Pour échapper à cet enfer, Michaël prend le RER pour rejoindre la capitale. Là-bas il fréquente un groupuscule nationaliste-révolutionnaire composé d’une poignée de militants qui semblent si différents et meilleurs que lui : ils parlent bien, ne craignent pas les racailles, cultivent la belle gueule, …

Après Poids Lourd, sorti en 2015, Paul Fortune réitère sa description de la société actuelle avec Dérive, sorti en 2021. Dans ce nouveau livre l’auteur nous fait jongler entre la France périphérique (tenaillée entre la misère sociale et le grand remplacement) et la France des métropoles, en l’occurrence Paris, où le décor du monde d’avant semble encore tenir dans le milieu militant.

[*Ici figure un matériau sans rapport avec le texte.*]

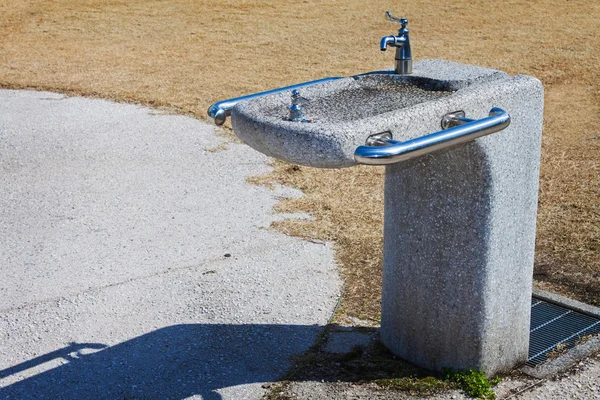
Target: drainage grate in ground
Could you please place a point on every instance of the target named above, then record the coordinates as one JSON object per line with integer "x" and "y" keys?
{"x": 555, "y": 328}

Car il ne s’agit que d’un décor vacillant comme l’apprendra notre héros à ses dépends. Ceux qui parlent bien ne font que parler, ceux qui tapent dur savent les limites à ne pas franchir et les bourgeois (et surtout les bourgeoises) qui semblent vous porter de l’intérêt savent aussi se rappeler à temps leurs intérêts de classe.

Au lieu de se regarder comme ce qu’ils sont, des atomes tordus du monde moderne, et d’essayer d’agir à partir de leurs réalités propres, les militants adoptent les codes et postures de leur milieu respectif et se coupent de leurs proches en endossant une identité qui n’est pas la leur et qui n’a d’autre raison d’être que sa propre répétition caricaturale. L’illustration parfaite de ce phénomène apparait notamment dans les passages où les « anciens » viennent témoigner auprès des jeunes. Comme le disait le Comité Invisible dans L’insurrection qui vient : « Tous les milieux sont contre-révolutionnaires, parce que leur unique affaire est de préserver leur mauvais confort ».

Mais la vacuité de ce milieu n’est pas un fait isolé. Les pérégrinations hasardeuses des protagonistes les font également errer dans les soirées bourgeoises du XVIème arrondissement, les salles de boxes en voie de salafisation, les bars antifascistes… Partout semble régner la même décrépitude, la même obstination de croire qu’on est différent et que l’on vaut mieux que ce monde éparpillé et sans but.

Au final, seule une certaine camaraderie de l’instant et une découverte de l’adversité physique viennent apporter quelque chose aux individus qui composent cette mouvance : « la violence est la seule réalité », comme le comprendra Michaël.

D’une écriture tranchante, Dérive est une mise en garde réaliste et sage sur l’impasse que peut constituer le milieu militant lorsqu’il tourne au folklore stérile.